1. If should be obvious, but as a self-employed person, you are a business for tax purposes (unless you have set up your business as a corporation or some other legal entity). That means you'll need to file Schedule C to calculate your business profit (or loss) with your tax return. If you've got a profit on Schedule C, obviously, it's taxable; if you've got a loss, you may be able to use it to offset other income on this year's return—and, if you still have a loss, to offset income in previous or future years' tax returns. You also need to calculate your estimated taxes and file them quarterly.

2. One of the easiest and most common ways to fund retirement when you work for yourself is with a SEP-IRA. Your contributions to this type of account reduce taxable income, similarly to those with a corporate 401(k) plan. You can invest as much as 20% of net earnings from self-employment in the plan. Another, more complex option is to open an individual 401(k).

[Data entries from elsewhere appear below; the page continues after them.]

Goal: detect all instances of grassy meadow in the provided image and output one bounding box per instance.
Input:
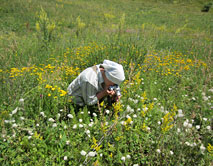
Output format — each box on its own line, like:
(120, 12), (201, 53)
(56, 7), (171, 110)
(0, 0), (212, 165)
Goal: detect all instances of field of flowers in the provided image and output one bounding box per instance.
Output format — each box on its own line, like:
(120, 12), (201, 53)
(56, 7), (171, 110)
(0, 0), (212, 165)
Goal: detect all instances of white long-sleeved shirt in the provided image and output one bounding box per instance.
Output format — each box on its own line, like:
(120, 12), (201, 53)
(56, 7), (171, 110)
(67, 65), (104, 106)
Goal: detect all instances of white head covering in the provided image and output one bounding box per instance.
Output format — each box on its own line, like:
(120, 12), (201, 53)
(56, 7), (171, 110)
(101, 60), (125, 85)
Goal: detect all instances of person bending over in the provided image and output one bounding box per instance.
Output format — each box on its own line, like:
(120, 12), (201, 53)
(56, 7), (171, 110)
(67, 60), (125, 108)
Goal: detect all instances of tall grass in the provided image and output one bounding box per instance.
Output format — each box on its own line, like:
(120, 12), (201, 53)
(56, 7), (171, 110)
(0, 0), (212, 165)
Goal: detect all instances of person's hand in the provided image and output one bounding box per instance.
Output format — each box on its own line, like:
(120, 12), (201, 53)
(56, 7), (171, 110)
(104, 85), (115, 97)
(106, 89), (115, 97)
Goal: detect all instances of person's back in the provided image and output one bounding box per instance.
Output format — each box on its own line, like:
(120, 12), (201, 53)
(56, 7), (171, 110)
(67, 65), (100, 106)
(67, 60), (125, 107)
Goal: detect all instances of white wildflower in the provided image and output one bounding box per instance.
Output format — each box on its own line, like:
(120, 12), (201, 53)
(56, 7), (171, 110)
(88, 122), (93, 127)
(28, 130), (33, 135)
(79, 119), (83, 123)
(170, 151), (174, 155)
(80, 150), (87, 156)
(177, 128), (181, 132)
(183, 121), (188, 127)
(153, 98), (157, 101)
(73, 124), (77, 129)
(52, 123), (57, 127)
(64, 156), (67, 160)
(177, 114), (184, 118)
(133, 99), (138, 104)
(105, 109), (110, 114)
(196, 125), (200, 129)
(93, 113), (97, 117)
(66, 140), (70, 145)
(48, 118), (55, 122)
(158, 121), (161, 125)
(126, 115), (131, 119)
(12, 123), (18, 128)
(121, 156), (126, 161)
(88, 151), (96, 157)
(20, 117), (25, 120)
(120, 121), (126, 125)
(12, 107), (18, 115)
(143, 107), (148, 111)
(100, 153), (103, 157)
(133, 164), (139, 166)
(156, 149), (161, 153)
(40, 112), (45, 117)
(177, 109), (184, 117)
(64, 125), (67, 129)
(206, 126), (211, 130)
(133, 114), (137, 118)
(126, 154), (131, 159)
(19, 98), (24, 104)
(203, 96), (208, 101)
(136, 94), (140, 98)
(28, 136), (32, 139)
(203, 118), (207, 121)
(80, 111), (84, 114)
(67, 114), (73, 119)
(185, 142), (190, 146)
(187, 123), (192, 128)
(164, 110), (169, 114)
(79, 124), (83, 128)
(200, 144), (206, 153)
(88, 111), (90, 114)
(59, 109), (63, 112)
(4, 120), (10, 123)
(126, 105), (134, 113)
(192, 97), (196, 101)
(85, 130), (90, 134)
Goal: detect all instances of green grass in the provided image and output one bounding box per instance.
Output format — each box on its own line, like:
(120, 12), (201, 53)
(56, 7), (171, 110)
(0, 0), (212, 165)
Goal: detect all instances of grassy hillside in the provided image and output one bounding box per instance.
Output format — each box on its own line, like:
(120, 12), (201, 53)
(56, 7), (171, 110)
(0, 0), (212, 165)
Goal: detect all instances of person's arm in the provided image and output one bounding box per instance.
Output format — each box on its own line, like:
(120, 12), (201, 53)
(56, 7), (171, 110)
(81, 81), (99, 105)
(97, 86), (115, 101)
(81, 82), (115, 105)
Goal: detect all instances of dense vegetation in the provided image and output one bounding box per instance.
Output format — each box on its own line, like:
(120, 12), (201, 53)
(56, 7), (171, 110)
(0, 0), (212, 165)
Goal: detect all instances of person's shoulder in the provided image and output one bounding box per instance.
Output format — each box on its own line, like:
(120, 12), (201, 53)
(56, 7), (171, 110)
(80, 66), (98, 82)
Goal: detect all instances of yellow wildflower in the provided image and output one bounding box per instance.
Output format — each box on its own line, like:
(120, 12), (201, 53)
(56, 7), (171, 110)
(45, 84), (52, 89)
(60, 90), (67, 96)
(207, 143), (213, 156)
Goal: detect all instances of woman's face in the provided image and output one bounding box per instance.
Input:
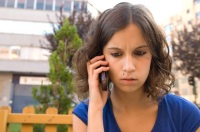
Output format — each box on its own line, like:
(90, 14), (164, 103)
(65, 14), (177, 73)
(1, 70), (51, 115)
(103, 23), (152, 93)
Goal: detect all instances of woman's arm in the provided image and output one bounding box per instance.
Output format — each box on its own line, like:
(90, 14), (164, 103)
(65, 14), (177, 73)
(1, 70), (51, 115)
(87, 105), (104, 132)
(86, 55), (109, 132)
(73, 55), (109, 132)
(73, 114), (87, 132)
(73, 109), (104, 132)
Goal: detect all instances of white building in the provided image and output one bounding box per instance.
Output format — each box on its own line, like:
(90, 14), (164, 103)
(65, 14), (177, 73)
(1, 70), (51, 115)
(0, 0), (88, 112)
(161, 0), (200, 104)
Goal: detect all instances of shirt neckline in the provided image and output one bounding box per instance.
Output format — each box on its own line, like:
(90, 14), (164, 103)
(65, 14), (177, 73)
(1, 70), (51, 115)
(107, 97), (163, 131)
(107, 98), (121, 131)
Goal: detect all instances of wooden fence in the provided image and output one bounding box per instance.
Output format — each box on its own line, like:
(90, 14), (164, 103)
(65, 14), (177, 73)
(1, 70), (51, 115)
(0, 106), (73, 132)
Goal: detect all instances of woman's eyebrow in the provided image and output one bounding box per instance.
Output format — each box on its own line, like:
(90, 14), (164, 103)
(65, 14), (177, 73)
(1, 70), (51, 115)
(107, 47), (121, 50)
(107, 45), (148, 50)
(135, 45), (148, 49)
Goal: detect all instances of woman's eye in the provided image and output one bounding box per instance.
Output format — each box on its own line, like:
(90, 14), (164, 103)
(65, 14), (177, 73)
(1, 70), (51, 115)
(134, 51), (146, 56)
(111, 53), (122, 57)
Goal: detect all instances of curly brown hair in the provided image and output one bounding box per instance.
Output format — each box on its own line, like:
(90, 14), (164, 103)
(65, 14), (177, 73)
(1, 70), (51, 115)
(72, 2), (175, 101)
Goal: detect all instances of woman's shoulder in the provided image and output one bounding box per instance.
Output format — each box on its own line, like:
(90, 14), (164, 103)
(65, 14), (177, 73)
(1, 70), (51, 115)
(74, 98), (89, 110)
(163, 93), (199, 110)
(161, 93), (200, 113)
(72, 98), (89, 125)
(162, 94), (200, 126)
(73, 98), (90, 113)
(72, 98), (112, 125)
(155, 94), (200, 131)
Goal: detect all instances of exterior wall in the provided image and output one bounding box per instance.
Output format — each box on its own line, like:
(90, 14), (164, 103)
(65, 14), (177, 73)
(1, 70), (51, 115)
(0, 73), (12, 106)
(0, 33), (48, 47)
(0, 7), (69, 23)
(0, 59), (49, 74)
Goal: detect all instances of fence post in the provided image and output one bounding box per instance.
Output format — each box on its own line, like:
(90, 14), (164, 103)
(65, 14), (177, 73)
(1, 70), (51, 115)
(0, 109), (8, 132)
(45, 107), (58, 132)
(0, 106), (11, 132)
(68, 108), (73, 132)
(21, 106), (35, 132)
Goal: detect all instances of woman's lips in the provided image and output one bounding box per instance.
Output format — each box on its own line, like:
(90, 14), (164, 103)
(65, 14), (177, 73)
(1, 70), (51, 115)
(120, 78), (137, 85)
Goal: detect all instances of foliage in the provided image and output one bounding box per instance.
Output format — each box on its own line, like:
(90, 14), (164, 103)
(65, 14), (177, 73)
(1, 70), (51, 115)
(42, 2), (93, 53)
(171, 23), (200, 78)
(9, 123), (21, 132)
(68, 9), (93, 40)
(32, 2), (92, 132)
(32, 19), (82, 115)
(33, 124), (67, 132)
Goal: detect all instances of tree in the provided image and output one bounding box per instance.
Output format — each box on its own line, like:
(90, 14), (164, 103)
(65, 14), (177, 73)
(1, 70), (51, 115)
(32, 3), (93, 131)
(171, 23), (200, 104)
(42, 1), (93, 53)
(171, 23), (200, 78)
(32, 2), (93, 113)
(32, 19), (82, 114)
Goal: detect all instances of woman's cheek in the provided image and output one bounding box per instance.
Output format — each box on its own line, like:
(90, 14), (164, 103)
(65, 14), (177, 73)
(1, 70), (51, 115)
(108, 62), (120, 81)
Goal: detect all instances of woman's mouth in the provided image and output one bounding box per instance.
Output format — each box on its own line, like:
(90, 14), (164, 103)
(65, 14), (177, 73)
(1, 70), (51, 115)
(120, 78), (137, 85)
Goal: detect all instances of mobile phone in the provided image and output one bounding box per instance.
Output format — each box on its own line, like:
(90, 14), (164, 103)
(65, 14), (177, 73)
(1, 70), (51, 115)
(100, 71), (108, 91)
(99, 52), (108, 91)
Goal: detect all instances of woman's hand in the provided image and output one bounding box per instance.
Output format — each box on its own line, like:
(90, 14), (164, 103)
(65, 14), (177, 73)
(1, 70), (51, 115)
(87, 55), (110, 110)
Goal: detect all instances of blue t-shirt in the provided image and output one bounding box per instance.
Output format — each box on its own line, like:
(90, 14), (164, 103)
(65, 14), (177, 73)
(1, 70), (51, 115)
(73, 94), (200, 132)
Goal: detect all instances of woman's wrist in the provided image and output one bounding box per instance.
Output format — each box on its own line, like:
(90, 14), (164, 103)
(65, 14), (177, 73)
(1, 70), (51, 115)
(88, 106), (104, 132)
(88, 103), (104, 112)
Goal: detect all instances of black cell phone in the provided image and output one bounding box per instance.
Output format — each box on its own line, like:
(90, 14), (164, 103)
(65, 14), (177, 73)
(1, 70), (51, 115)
(100, 71), (108, 91)
(99, 51), (108, 91)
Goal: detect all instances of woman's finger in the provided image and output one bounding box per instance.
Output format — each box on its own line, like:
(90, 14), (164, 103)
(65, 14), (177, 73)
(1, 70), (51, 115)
(90, 60), (108, 71)
(92, 66), (109, 80)
(89, 55), (104, 64)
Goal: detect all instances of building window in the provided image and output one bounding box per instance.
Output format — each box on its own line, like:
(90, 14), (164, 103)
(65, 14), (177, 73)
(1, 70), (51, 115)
(0, 0), (6, 7)
(0, 47), (9, 59)
(188, 20), (192, 24)
(17, 0), (25, 8)
(7, 0), (15, 8)
(55, 0), (62, 11)
(169, 44), (173, 56)
(74, 1), (81, 12)
(186, 9), (190, 14)
(0, 45), (50, 61)
(174, 80), (179, 88)
(164, 24), (173, 35)
(26, 0), (34, 9)
(194, 0), (200, 4)
(166, 35), (172, 43)
(181, 78), (187, 83)
(81, 1), (87, 13)
(10, 46), (21, 59)
(45, 0), (53, 10)
(196, 11), (200, 19)
(36, 0), (44, 10)
(64, 1), (71, 12)
(0, 46), (21, 59)
(21, 47), (50, 61)
(181, 88), (188, 95)
(73, 1), (87, 13)
(19, 76), (51, 85)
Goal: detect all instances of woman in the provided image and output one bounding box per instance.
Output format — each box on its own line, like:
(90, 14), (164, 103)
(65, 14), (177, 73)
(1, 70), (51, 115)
(72, 2), (200, 132)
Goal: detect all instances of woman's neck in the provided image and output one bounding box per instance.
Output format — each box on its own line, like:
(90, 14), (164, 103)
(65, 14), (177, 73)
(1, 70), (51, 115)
(110, 87), (153, 112)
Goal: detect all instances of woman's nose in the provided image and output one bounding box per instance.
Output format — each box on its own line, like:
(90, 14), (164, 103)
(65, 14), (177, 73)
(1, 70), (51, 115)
(122, 56), (135, 72)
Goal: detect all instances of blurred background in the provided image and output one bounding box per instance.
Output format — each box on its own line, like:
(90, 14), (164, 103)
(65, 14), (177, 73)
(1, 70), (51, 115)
(0, 0), (199, 113)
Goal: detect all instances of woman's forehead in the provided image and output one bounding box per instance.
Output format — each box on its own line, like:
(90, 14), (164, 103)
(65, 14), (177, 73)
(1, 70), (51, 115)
(105, 24), (146, 45)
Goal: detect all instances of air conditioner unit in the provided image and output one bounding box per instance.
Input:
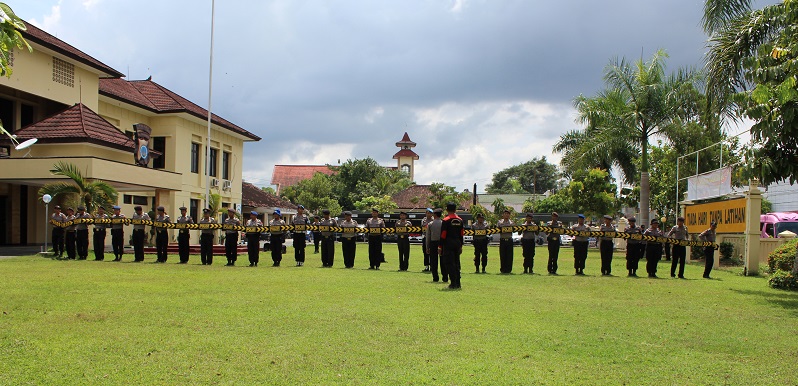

3. There are a lot of deductions and expenses that you qualify for as a business. Those self-employment taxes? Fifty percent are deductible. Your health insurance premiums? Deductible as well, under most circumstances. And, of course, you will get to write off business expenses for supplies, conferences, business lunches, and the like. So be diligent about compiling receipts. Capital expenses such as a new computer normally would have to be depreciated over time, but under a special small business tax break (IRC Section 179), you can deduct up to $250,000 worth of equipment.

4. Get help when you need it. Tax planning is often complex and difficult. For example, deciding what legal form should your business take can have serious and lasting consequences. Don't be afraid to get some expert help in this area. Trying to do too much yourself can easily be penny wise but pound foolish.